Prior to model pruning, the identified differential endogenous metabolites were manually matched to respective model metabolites. Metabolites not present within the model were not included. Exchange bounds of associated metabolites were adjusted to simulate open metabolic exchange (− 1000 lower bound, 1000 upper bound) for the respective disease state's differential metabolites.

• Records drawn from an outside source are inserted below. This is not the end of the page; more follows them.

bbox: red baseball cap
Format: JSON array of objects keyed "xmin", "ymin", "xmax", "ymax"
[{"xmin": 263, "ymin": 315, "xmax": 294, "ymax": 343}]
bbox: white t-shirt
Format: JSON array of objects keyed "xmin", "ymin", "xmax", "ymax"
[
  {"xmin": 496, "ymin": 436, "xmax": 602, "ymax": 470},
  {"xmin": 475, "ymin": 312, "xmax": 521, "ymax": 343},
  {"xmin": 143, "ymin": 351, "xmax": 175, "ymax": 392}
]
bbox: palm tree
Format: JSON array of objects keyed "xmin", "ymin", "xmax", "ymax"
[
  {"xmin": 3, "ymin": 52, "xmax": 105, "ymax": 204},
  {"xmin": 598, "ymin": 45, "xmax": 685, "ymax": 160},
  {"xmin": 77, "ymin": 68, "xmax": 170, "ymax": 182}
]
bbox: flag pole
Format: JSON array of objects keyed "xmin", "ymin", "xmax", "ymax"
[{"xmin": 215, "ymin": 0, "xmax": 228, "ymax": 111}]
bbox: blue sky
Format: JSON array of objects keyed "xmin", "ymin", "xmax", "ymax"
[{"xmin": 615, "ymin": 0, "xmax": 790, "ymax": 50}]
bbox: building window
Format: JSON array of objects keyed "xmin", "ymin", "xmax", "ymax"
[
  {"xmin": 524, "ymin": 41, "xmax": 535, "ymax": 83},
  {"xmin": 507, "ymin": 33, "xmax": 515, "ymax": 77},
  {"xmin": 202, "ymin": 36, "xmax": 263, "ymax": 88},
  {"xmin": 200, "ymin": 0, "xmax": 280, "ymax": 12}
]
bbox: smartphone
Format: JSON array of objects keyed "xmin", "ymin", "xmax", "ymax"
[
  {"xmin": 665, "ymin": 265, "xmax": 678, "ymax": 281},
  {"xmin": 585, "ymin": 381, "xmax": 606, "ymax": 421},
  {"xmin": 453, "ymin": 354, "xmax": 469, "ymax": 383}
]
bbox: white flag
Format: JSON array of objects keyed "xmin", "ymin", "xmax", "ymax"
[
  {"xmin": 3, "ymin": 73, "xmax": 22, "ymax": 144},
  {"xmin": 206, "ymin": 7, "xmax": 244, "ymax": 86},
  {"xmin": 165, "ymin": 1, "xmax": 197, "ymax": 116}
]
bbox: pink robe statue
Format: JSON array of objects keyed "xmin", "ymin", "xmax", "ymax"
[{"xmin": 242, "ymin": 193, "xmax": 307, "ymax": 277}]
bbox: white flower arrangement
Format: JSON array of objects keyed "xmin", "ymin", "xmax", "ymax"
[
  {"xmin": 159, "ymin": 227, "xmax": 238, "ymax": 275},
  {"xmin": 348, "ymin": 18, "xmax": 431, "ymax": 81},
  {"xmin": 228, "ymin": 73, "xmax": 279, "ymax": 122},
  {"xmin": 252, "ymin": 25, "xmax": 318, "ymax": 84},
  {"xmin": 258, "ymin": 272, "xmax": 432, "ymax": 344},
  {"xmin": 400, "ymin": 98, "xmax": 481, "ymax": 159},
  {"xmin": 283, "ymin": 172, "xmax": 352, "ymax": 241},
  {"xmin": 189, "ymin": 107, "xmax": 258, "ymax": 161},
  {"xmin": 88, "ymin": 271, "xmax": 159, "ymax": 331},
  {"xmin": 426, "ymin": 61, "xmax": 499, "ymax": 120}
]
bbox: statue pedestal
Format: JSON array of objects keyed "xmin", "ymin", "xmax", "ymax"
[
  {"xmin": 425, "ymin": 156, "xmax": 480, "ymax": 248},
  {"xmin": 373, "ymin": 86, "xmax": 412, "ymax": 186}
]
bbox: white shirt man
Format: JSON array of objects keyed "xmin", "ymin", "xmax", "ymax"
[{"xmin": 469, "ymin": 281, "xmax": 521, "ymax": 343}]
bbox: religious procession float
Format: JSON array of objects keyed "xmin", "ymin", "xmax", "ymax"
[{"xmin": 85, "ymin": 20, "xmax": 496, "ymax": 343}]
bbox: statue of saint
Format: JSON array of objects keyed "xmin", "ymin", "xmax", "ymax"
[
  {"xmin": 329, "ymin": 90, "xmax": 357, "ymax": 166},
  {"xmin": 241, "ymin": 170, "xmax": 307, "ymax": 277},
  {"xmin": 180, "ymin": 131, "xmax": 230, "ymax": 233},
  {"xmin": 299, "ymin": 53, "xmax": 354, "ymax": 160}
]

Each newly contextualized Recon3D model was pruned using RIPTiDe. RIPTiDe prunes model reactions to only those required for a parsimonious flux solution. After pruning, FBA was run 500 times using Gapsplit to collect 500 flux samples from each pruned model because there is not a singular solution for satisfying the homeostasis objective function (Keaty et al., 2020). By taking 500 flux samples we are able to more accurately explore potential solution spaces. We compared conserved reaction flux values across the three models, using NMDS followed by a PERMANOVA, to determine if the three model's flux values were significantly separated. We then identified the top conserved reactions with predictive flux values capable of differentiating the severe versus non-acute models using random forest.
3 Results
3.1 Biomarker identification
An initial heatmap of the metabolomics data was constructed to compare severe vs. non-acute COVID-19 samples (Fig. 1). These results illustrate differential metabolic profiles associated with disease severity (Fig. 1). A total of 226 metabolites were identified as significantly differential after analyzing all metabolite values using the Mann–Whitney U-test to compare severe COVID-19 samples to non-acute COVID-19 samples. Once non-endogenous metabolites were removed, 80 metabolites were identified as significantly elevated in non-acute COVID-19 samples and 21 metabolites were identified as significantly elevated in severe COVID-19 samples. The remaining 101 metabolites were input into a random forest analysis and the resultant model was capable of predicting COVID-19 disease severity with 7.14% out-of-bag error rate. Compared to 14.19% out-of-bag error rate when all 680 metabolites were included, the removal of non-endogenous metabolites improved model classifier capabilities. NMDS and associated PERMANOVA showed significant grouping (R2 = 0.09, p-value < 0.001) of non-acute COVID-19 samples vs. severe COVID-19 samples, based on measured endogenous metabolite levels (Fig. 2) (Table 1).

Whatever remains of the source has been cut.